The San and Khoikhoi people had inhabited the region since ancient times in scattered nomadic groups. In about 500 AD Pondo people settled in the area, for the mountain grasslands were a good resource for cattle-rearing. Geographically Pondoland was a remote area, not strongly affected by the events in the rest of South Africa. During the centuries of European navigation towards the Indian Ocean, Portuguese ships, as well as ships from other colonial empires ran aground at different spots of the coast of Pondoland. Some of the castaways stayed in Pondoland and were later absorbed into Mpondo communities. The Mpondo clan of abeLungu traces its ancestry to a castaway English girl named Bessie who married the son of Mpondo Chief Matayi of the amaTshomane.

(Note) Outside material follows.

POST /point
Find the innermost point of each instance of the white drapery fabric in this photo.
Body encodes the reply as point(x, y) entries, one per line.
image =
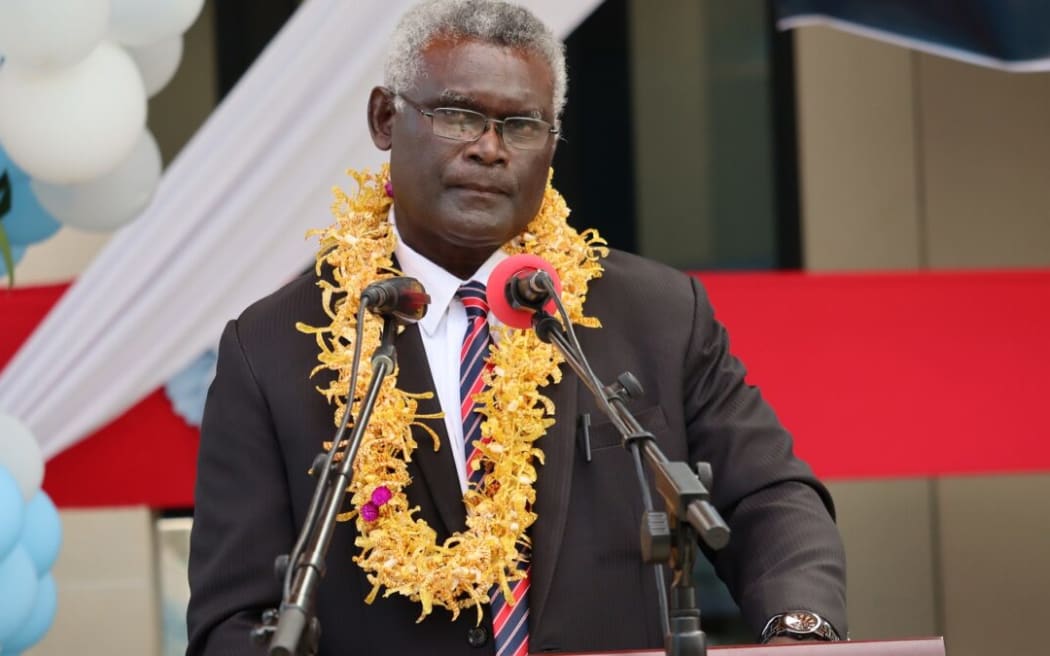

In 1820, Pondo King Faku granted permission to the Wesleyans to establish a mission within his territory. A few decades later some German settlers came to Pondoland and by 1885 German Lieutenant Emil Nagel tried to establish a German colony, an effort that was unsuccessful. In 1886 the British segregated Xesibeland, traditionally part of the Pondo Kingdom, and armed Pondo people resisted the move by invading the territory, burning kraals and causing disorder. The segregation of Xesibeland was a first step prior to its annexation to the Cape Colony at the end of the same year. Finally Pondoland as well became a British protectorate and in 1894 the Pondos were forced to accept the annexation of their own region to the Cape Colony.